Benzos don't do shit for psychosis in my experience. The right antipsychotic, when dosed properly, should not leave you feeling like shit; it should act as an emotional "dampener" of sorts (and both as a result of that and through other mechanisms, a sleep facilitator), allowing you to distance yourself from otherwise overwhelming emotions and commit to more long-term solutions (such as therapy, and possibly keeping a lower maintenance or PRN dose of AP to help you not end up overwhelmed).
I know that even now there are times I feel a huge relief when I take a nightly dose of Seroquel.
The layman's belief is that "dopamine == pleasure", but as with many similar ideas in neuropsychology, that's a major oversimplication. Dopamine isn't all good, much like any neurotransmitter; it plays a role in reward (or more precisely, the anticipation of reward), but equally in addictive tendencies (completely independantly from any subjective feeling of pleasure), compulsive behaviour, psychotic symptoms (e.g. hallucinations, false convictions, etc), and even in provoking some very negative emotions such as anxiety and feelings of persecution.
It's certainly not solely responsible for any of these effects, but in the same way, it's far from uniquely responsible for feelings of pleasure.

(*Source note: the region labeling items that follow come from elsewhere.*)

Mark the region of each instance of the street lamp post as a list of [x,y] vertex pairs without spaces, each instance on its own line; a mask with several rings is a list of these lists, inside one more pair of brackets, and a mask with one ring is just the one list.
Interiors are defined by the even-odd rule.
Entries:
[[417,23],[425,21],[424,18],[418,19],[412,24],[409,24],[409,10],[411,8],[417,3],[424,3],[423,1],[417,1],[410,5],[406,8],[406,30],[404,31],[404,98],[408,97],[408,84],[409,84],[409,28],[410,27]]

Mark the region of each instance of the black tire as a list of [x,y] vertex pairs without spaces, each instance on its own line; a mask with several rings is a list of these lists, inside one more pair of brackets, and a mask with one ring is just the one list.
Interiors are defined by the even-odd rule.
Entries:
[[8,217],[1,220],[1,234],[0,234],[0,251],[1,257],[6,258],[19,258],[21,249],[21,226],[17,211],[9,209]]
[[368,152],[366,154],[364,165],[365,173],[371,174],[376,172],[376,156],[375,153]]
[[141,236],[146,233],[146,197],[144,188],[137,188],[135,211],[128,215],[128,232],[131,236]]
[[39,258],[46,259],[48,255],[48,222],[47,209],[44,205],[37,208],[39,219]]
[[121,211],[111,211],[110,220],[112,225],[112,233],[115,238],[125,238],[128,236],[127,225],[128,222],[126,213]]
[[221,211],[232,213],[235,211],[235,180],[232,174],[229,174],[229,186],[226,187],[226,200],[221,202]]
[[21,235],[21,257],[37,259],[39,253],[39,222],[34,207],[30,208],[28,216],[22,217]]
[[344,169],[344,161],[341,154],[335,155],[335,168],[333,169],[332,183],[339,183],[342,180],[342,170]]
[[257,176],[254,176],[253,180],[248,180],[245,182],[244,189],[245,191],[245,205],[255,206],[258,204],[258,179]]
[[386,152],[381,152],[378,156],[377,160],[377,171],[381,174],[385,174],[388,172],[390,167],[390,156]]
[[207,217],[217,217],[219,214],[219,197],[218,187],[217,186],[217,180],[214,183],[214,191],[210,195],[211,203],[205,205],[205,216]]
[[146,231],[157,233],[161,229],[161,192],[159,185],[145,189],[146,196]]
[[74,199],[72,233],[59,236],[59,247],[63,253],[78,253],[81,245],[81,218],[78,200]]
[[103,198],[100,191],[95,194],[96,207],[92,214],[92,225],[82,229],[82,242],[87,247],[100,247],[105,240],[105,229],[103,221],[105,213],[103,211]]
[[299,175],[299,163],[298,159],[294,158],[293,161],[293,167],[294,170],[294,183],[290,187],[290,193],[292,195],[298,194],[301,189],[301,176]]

You only need to look at the drugs the are reputed for producing the most intense, often indescribable euphoria (heroin and MDMA are the big two that come the mind, with meth possibly a moderate-to-distant third for some); none of them work solely on dopamine, and instead have either direct or downstream effects on a multitude of neurotransmitter networks (not limited to monoamine systems).
It's much that same as the similarly dogmatically held belief that "low 5-HT == depression", despite a large volume of evidence showing that the reality isn't that simple.